Region  Zwischen Parteiaustritt und Aufbruchstimmung: Die Wahl von Annegret Kramp-Karrenbauer zur CDU-Vorsitzenden ist von Parteimitgliedern in der Region höchst unterschiedlich aufgenommen worden.

Von unserer Redaktion

Reaktionen an der CDU-Basis in der Region gehen weit auseinander

Die CDU hat eine neue Chefin. Nicht jedem an der Basis passt das.

Foto: dpa

Von bitterer Enttäuschung bis optimistischer Zuversicht ist die Stimmungslage bei der Unterländer CDU nach der Wahl von Annegret Kramp-Karrenbauer zur neuen CDU-Parteivorsitzenden geprägt.

"Keine Perspektive": Ende einer Mitgliedschaft

Bernd Suberg zieht für sich persönlich die Reißleine: "Ich bin tief enttäuscht und werde aus der CDU austreten", erklärt der Beilsteiner Gemeinderat am Samstag. Kramp-Karrenbauer werde die CDU nicht aus ihrem Tief herausholen: "Ich sehe unter ihr keine Perspektive."

Merz, betont der Kriminalhauptkommissar mehrfach, habe die richtigen Fragen gestellt und die richtigen Antworten gegeben: "Er hätte die Menschen mitgenommen", zeigte sich Suberg, der seit 2011 CDU-Mitglied ist, überzeugt.

AKK werden eigene Akzente zugetraut

Friedrich Merz war für Ulrich Ruoff der Favorit. Der ehemalige Bürgermeister von Oedheim hofft jetzt, dass Kramp-Karrenbauer die Mitglieder mitnimmt: "Das ist das A und O bei der CDU." Das erwartet auch Albrecht Merkt: "Ich bin zuversichtlich, dass mit der neuen Vorsitzenden die Union wieder an die Tradition von Konrad Adenauer und Helmut Kohl anknüpft", betont der Heilbronner CDU-Stadtrat.

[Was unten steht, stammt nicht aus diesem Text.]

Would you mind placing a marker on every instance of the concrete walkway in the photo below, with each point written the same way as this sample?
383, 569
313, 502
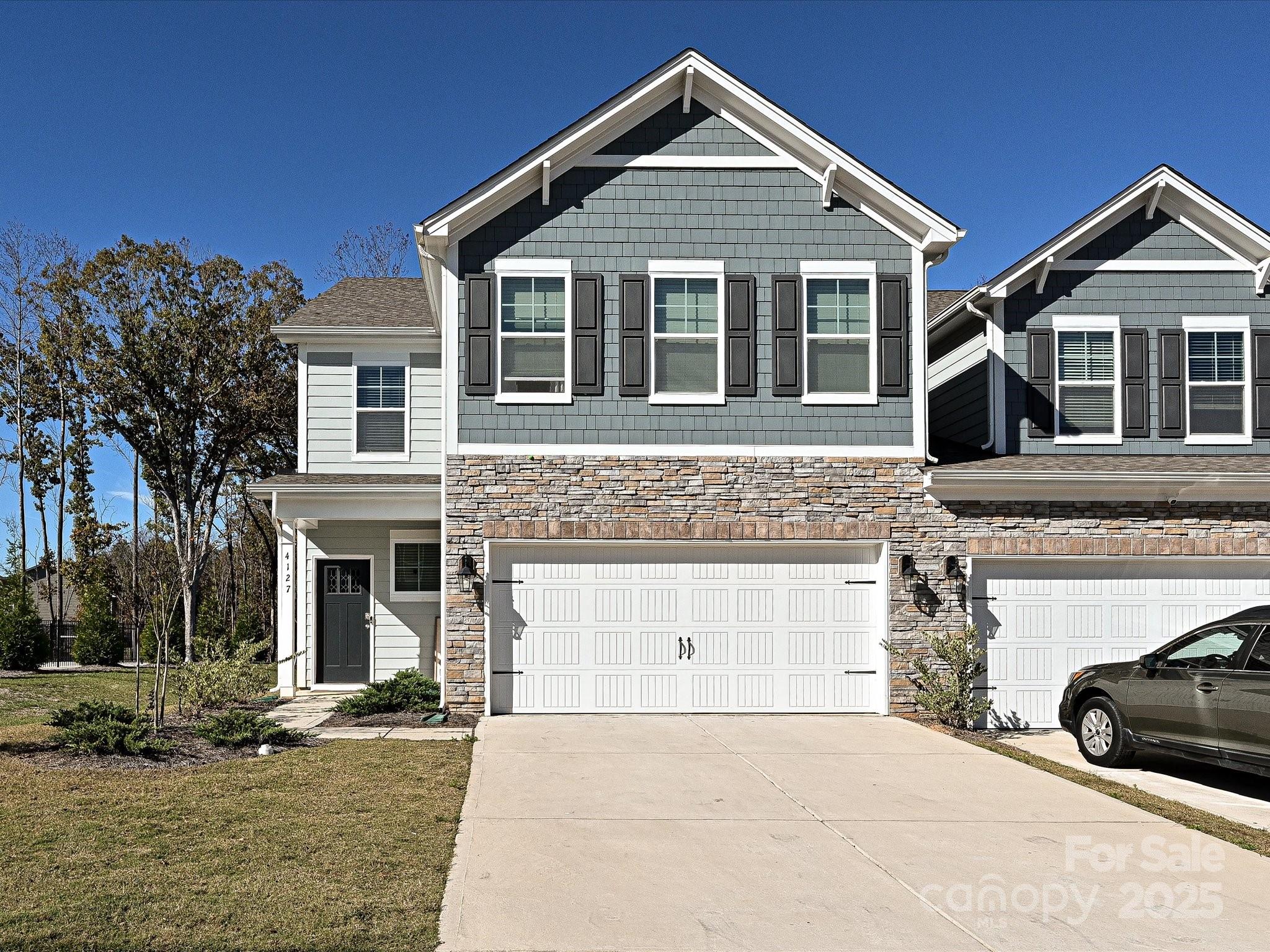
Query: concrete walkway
815, 833
1244, 798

An Kramp-Karrenbauer schätzt Albrecht Merkt unter anderem "ihren Mut, Straftäter notfalls auch nach Syrien abzuschieben". Erwin Wagenbach traut der neuen Parteichefin zu, eigene Akzente zu setzen. "Wenn es etwas konservativer wird, bin ich zufrieden", sagt der Vorsitzende der Bad Rappenauer CDU.

Mehr Politik für den konservativen Flügel gewünscht

"Ich hätte es mir anders gewünscht", sagt Marianne Gailing. "Die Hoffnung nach einer konservativen Ausrichtung der CDU lag bei Merz", begründet die Obersulmerin, warum sie den Sauerländer vorgezogen hätte. Annegret Kramp-Karrenbauer werde wohl die bisher von Angela Merkel vertretene Politik der "linken Mitte" weiterführen, glaubt Gailing, die seit 19 Jahren CDU-Gemeinderätin ist. Die 60-Jährige wünscht sich, dass der konservative Flügel mit dem Mittelstand, der in der CDU seine Wurzeln habe, in der künftigen politischen Ausrichtung wieder stärker wahrgenommen wird.

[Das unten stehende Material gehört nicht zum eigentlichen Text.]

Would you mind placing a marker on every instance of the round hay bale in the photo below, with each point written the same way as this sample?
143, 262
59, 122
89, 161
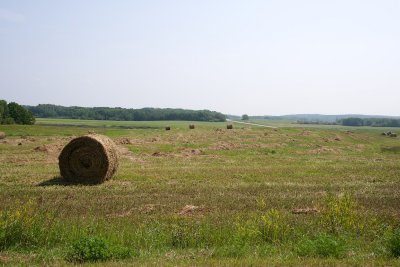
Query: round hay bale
89, 159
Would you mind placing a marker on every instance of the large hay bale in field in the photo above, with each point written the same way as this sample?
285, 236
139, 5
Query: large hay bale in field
89, 159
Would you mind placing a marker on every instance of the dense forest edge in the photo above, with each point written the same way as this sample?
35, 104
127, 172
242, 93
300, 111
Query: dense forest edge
124, 114
345, 120
13, 113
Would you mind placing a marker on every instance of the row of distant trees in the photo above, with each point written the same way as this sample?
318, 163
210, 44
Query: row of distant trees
123, 114
373, 122
11, 113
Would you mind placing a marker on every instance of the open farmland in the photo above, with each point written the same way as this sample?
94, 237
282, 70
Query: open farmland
295, 195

Dass es mit der neuen Parteivorsitzenden eine Aufbruchstimmung in der CDU gibt, das bezweifelt Dieter Böhringer: "Wenn Kramp-Karrenbauer keine Merkel 2.0 sein will, dann darf es kein Weiter so geben", sagt der Pfaffenhofener Bürgermeister. Seine Erwartung an die Merkel-Nachfolgerin: "Sie muss die Stimmungen in der Partei zusammenführen."

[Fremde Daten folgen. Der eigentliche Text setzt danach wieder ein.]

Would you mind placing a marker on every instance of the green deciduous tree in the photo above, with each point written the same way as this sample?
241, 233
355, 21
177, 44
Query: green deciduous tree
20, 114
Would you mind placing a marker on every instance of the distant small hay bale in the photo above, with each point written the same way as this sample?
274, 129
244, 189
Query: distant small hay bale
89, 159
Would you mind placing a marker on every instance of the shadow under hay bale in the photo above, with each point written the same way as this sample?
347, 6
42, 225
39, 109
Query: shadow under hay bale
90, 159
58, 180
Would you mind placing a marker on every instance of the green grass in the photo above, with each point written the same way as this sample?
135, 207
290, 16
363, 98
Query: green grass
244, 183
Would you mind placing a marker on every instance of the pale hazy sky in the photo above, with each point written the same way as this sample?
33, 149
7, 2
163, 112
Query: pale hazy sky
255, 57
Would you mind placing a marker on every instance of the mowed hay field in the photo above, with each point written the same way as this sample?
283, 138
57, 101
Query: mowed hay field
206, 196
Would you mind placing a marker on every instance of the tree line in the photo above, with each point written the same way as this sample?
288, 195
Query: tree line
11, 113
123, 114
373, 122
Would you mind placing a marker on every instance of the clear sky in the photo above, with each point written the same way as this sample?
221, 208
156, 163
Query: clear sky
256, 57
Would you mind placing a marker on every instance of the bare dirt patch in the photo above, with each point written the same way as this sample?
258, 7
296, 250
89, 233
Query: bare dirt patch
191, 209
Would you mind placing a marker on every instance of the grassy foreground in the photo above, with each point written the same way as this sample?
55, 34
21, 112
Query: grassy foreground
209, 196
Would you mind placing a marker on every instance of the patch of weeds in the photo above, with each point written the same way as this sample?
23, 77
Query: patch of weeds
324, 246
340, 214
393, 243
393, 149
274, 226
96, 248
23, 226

"Chance vertan": Merz-Anhänger enttäuscht

Genau dieses "Weiter so" befürchtet Anton Varga. Der Eppinger CDU-Stadtrat hätte sich Merz als Vorsitzenden gewünscht, er sieht eine große Chance verpasst: "Da hat man einen kompetenten Mann aus der Wirtschaft, und dann wählt man ihn nicht."